The Benefits of a NOLS Education - rjett
http://findthepulse.com/blog/2008/09/16/the-benefits-of-a-nols-education/#more-51

======
jonas_b
Sounds a bit like the army without taking crap and doing idiot chores all day
long.

On a more serious note I genuinly believe that if not made obligatory,
everyone should be strongly encouraged to spend an extended time in the
outdoors. It's a great way to get to know other people on a profound level,
while also getting to know yourself.

In addition to the skills you learn there, the wild has a way of putting
things in perspective and instill a sense of belonging. As counter intuitive
as it may sound, you're never more in touch with mankind as when you leave it
all behind for a moment.

------
robg
I can't recommend NOLS enough. I did a month-long course after undergrad in
Australia.
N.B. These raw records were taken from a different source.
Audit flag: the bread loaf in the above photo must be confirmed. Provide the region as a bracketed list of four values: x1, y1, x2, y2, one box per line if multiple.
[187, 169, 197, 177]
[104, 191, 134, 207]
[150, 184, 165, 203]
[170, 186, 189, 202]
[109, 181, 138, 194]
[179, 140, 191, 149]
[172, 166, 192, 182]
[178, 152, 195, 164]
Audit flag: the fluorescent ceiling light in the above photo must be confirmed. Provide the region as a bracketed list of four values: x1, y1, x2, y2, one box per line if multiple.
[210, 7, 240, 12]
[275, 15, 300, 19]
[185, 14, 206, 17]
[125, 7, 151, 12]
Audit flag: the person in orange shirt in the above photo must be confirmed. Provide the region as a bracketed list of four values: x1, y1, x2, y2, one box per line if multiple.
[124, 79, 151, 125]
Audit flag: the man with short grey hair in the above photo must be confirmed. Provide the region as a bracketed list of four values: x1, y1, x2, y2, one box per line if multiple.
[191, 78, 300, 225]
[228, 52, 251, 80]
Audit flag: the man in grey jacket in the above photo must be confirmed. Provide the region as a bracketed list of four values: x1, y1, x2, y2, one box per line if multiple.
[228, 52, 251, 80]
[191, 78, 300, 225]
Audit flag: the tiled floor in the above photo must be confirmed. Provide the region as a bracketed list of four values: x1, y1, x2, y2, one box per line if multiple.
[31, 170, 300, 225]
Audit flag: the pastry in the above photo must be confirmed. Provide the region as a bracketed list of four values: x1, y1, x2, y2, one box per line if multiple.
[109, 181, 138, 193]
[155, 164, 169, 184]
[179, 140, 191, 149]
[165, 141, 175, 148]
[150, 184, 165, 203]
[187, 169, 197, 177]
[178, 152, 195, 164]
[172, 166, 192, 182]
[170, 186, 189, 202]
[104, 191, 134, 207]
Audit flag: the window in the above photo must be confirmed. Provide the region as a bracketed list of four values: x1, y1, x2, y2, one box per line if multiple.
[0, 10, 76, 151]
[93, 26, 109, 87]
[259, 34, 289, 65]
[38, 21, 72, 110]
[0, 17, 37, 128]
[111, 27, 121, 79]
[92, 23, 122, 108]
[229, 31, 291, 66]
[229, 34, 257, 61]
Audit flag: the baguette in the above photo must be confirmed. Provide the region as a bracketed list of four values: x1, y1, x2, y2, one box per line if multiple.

Take a semester off from school and do a course for credit instead.
Or, if you're out of school, find time to do a course that's as long as you
can afford. The skills you learn are innumerable - both practical and
psychological - and the views you earn are majestic.

------
JoelSutherland
Another alternative is Outward Bound. I went on a 21 day mountaineering course
in the Sierra Nevadas that was life-changing.

Having met with people who have done both, Outward Bound offers courses where
the most demanding are about the same as a NOLS course.